RWB: Julian Gressel – 8. Julian continues to make an incredibly strong case to remain a starter. This week he led the team in touches (80) and passes (62), and neither was even close. No goal or assist this week, but he is a very consistent threat to produce.
FWD: Miguel Almiron – 9. Assisted on McCann’s goal and generally bossed the field all evening. Miggy constantly had two or three defenders trailing him – literally trailing him, as if they were children following the Pied Piper. About the only way NYCFC stopped him was by fouling. He led all players in the game with 5 shots.
FWD: Josef Martinez – 5. This may have been Josef’s worst game for Atlanta. Whether the hand was bothering him or something else was out of sorts, he was not his usual self. The offside obstruction of Sean Johnson was a pretty boneheaded move and he didn’t do much better the rest of the game. Amazingly, of Atlanta’s 15 shots, he contributed none of them.
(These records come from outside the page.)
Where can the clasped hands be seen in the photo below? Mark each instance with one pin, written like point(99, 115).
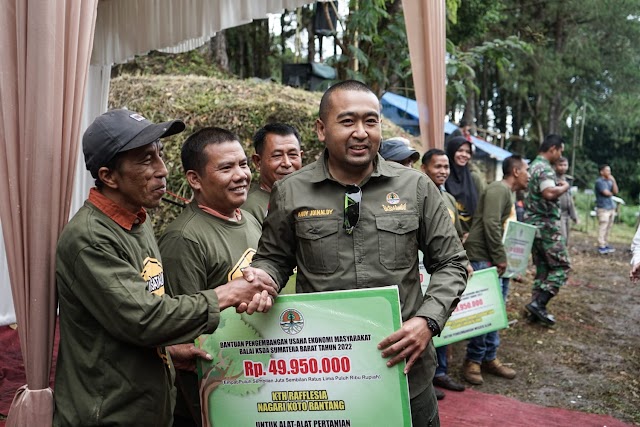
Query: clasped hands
point(253, 292)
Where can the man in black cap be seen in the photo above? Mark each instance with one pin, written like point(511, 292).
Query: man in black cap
point(115, 319)
point(398, 150)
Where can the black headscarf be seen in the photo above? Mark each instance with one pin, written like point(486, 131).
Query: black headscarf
point(460, 183)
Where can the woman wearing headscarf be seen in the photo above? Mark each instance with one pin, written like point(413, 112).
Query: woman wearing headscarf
point(463, 184)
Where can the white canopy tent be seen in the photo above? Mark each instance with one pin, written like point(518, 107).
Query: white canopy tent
point(50, 91)
point(125, 28)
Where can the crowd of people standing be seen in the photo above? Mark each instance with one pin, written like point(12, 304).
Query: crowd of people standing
point(130, 307)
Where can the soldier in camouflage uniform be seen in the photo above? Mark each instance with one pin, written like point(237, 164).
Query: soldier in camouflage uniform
point(543, 211)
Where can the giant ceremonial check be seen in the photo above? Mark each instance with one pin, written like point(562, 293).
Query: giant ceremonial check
point(312, 361)
point(481, 308)
point(517, 240)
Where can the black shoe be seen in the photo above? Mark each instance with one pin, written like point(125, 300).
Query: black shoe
point(446, 382)
point(538, 307)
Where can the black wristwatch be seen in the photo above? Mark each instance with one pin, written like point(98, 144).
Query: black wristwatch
point(433, 326)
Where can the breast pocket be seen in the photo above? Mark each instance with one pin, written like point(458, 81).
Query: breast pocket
point(397, 239)
point(318, 244)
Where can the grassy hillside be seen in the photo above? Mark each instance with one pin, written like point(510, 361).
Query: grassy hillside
point(242, 106)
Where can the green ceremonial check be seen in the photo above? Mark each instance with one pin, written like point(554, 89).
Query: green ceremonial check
point(312, 361)
point(517, 240)
point(481, 308)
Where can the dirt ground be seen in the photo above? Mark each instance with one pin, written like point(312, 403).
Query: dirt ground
point(590, 360)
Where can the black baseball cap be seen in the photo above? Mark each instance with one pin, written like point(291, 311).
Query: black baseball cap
point(121, 130)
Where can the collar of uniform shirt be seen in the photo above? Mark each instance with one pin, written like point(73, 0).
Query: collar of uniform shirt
point(237, 215)
point(117, 213)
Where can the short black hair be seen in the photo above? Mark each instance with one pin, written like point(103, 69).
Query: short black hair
point(510, 163)
point(426, 157)
point(352, 85)
point(192, 153)
point(281, 129)
point(551, 141)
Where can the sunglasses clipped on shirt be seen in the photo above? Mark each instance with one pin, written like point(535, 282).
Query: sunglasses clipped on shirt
point(352, 199)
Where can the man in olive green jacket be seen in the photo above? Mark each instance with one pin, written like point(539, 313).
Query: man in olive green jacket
point(351, 220)
point(115, 318)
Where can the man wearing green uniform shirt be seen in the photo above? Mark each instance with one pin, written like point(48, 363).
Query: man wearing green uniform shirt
point(115, 318)
point(351, 220)
point(435, 164)
point(485, 249)
point(542, 210)
point(212, 240)
point(277, 155)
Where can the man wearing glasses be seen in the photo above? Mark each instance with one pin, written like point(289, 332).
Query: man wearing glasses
point(351, 220)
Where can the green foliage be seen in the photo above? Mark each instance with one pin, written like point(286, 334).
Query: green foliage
point(241, 106)
point(193, 62)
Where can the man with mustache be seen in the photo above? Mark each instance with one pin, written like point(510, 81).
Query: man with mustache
point(115, 318)
point(351, 220)
point(209, 244)
point(277, 155)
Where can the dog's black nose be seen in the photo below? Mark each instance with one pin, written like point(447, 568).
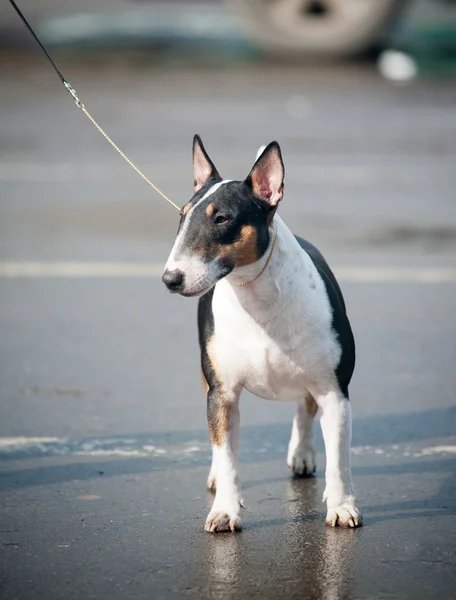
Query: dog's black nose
point(174, 280)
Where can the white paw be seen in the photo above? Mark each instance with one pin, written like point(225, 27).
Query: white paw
point(344, 515)
point(222, 521)
point(301, 461)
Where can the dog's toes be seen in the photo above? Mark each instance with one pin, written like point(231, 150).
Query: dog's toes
point(302, 463)
point(217, 522)
point(345, 515)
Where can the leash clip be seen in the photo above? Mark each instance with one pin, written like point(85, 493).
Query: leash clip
point(72, 91)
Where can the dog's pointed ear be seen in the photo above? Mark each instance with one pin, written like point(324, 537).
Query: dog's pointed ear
point(266, 177)
point(203, 167)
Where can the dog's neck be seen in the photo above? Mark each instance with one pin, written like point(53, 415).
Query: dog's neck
point(247, 275)
point(261, 298)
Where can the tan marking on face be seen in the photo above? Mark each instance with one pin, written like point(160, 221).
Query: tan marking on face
point(186, 208)
point(219, 428)
point(210, 210)
point(244, 251)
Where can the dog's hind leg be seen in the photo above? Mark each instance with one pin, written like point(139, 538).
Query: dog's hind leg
point(301, 452)
point(223, 420)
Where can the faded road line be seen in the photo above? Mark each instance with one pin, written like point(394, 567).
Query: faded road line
point(72, 269)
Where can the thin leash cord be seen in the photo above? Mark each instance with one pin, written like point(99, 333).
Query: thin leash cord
point(80, 105)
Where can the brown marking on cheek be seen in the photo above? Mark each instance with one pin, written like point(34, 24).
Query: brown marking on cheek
point(244, 251)
point(210, 210)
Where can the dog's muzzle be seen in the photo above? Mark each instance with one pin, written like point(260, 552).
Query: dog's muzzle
point(174, 280)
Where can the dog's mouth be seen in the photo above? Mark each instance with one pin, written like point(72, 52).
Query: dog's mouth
point(205, 284)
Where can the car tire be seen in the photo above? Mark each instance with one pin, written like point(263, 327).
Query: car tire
point(316, 28)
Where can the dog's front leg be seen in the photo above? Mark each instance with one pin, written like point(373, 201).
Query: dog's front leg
point(223, 420)
point(336, 428)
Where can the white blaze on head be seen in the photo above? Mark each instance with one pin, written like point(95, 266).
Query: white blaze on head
point(197, 273)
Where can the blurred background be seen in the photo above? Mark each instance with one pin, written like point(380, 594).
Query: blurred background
point(102, 418)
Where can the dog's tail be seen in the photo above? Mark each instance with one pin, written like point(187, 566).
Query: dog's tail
point(260, 152)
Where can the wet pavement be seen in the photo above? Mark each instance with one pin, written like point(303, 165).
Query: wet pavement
point(104, 450)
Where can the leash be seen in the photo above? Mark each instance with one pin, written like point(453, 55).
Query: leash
point(80, 105)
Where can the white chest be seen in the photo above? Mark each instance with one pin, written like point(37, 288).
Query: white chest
point(273, 341)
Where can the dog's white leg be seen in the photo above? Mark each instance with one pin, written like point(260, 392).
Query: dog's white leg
point(223, 419)
point(336, 428)
point(301, 453)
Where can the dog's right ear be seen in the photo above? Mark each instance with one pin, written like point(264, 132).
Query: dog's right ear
point(203, 167)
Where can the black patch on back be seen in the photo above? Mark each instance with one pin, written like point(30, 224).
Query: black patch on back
point(340, 322)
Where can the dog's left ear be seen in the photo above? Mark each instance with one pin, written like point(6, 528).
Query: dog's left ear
point(203, 167)
point(266, 177)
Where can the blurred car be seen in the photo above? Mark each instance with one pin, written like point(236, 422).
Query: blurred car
point(333, 28)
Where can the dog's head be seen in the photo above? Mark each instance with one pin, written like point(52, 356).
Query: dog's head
point(225, 224)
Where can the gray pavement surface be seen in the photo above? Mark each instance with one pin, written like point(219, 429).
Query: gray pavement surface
point(104, 450)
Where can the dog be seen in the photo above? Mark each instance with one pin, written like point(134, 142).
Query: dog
point(271, 320)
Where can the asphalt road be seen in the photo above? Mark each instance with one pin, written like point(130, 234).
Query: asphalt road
point(104, 449)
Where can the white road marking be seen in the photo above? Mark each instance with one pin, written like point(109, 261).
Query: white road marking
point(80, 269)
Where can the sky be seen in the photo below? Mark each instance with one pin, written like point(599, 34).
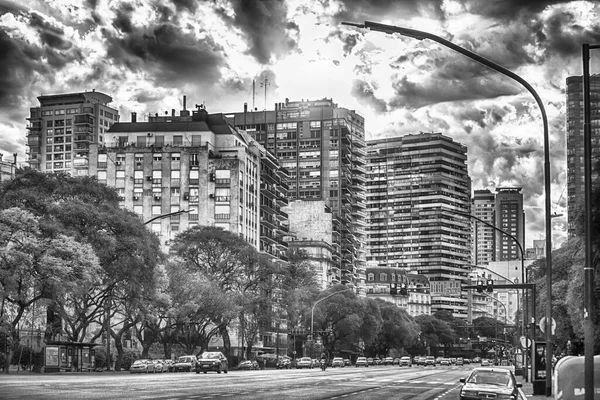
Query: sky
point(148, 54)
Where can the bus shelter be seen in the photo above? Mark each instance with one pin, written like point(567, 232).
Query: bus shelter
point(65, 356)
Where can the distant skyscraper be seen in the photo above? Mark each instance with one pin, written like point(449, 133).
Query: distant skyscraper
point(510, 219)
point(64, 126)
point(575, 161)
point(323, 148)
point(415, 185)
point(484, 207)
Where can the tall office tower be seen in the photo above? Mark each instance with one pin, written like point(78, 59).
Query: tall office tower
point(64, 126)
point(415, 185)
point(575, 161)
point(484, 207)
point(323, 148)
point(510, 219)
point(200, 165)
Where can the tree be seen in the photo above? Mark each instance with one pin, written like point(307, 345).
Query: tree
point(398, 330)
point(89, 212)
point(35, 266)
point(228, 262)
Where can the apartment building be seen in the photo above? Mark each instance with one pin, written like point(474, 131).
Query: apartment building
point(416, 301)
point(575, 144)
point(63, 128)
point(323, 148)
point(483, 242)
point(180, 171)
point(510, 219)
point(415, 185)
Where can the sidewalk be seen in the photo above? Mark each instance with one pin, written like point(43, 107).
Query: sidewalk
point(527, 390)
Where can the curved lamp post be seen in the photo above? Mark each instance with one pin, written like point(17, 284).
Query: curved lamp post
point(420, 35)
point(312, 311)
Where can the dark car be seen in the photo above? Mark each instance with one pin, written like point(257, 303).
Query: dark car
point(284, 363)
point(185, 364)
point(489, 383)
point(248, 364)
point(212, 361)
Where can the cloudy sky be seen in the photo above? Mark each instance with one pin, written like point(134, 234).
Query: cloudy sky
point(147, 54)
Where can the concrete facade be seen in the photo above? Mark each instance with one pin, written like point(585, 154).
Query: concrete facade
point(63, 128)
point(415, 183)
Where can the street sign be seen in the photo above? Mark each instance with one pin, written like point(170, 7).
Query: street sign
point(542, 325)
point(525, 342)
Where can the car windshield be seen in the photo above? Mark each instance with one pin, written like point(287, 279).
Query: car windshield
point(490, 378)
point(210, 355)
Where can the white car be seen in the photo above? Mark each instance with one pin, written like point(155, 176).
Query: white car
point(304, 362)
point(337, 362)
point(361, 362)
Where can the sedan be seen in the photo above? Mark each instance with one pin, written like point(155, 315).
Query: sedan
point(139, 367)
point(361, 362)
point(248, 365)
point(212, 361)
point(337, 362)
point(304, 362)
point(489, 383)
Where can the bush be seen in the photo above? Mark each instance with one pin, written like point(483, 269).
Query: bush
point(100, 357)
point(128, 358)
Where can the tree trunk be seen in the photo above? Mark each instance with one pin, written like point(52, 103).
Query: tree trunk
point(226, 340)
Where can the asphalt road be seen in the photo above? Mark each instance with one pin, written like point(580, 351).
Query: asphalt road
point(375, 382)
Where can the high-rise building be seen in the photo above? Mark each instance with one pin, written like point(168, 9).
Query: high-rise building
point(483, 244)
point(510, 218)
point(323, 148)
point(575, 151)
point(415, 185)
point(179, 171)
point(63, 127)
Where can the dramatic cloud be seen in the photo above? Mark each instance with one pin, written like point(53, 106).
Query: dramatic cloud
point(148, 54)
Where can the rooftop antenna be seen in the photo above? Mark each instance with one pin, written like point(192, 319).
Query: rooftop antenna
point(264, 84)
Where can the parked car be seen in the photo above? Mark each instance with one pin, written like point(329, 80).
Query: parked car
point(284, 363)
point(139, 367)
point(212, 361)
point(489, 383)
point(405, 362)
point(337, 362)
point(361, 362)
point(304, 362)
point(248, 365)
point(185, 364)
point(169, 365)
point(420, 360)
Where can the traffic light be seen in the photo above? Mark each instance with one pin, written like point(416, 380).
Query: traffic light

SUB: Ezequiel Barco – 7. Replaced Kratz in the 70th minute to great cheering and proceeded to produce a pretty good performance. Some disagree with this view, I know, but the combination of rust and the ill-advised formation change to 3-4-3 as he came in have to be considered. After the shift back to 3-5-2 he looked fine.
COACH: Tata Martino – 7. Only one sub all game and the aforementioned formation shift are the only question marks over a well-coached game. And there is evident respect between Tata and Vieira, as there certainly should be.
CR: Allen Chapman – 8. I don’t often comment on the refereeing in these posts, but Chapman proved why he is the MLS referee of the year. He didn’t get much wrong, and unfortunately his two key decisions against Atlanta (the penalty and the called-off goal) were absolutely spot on.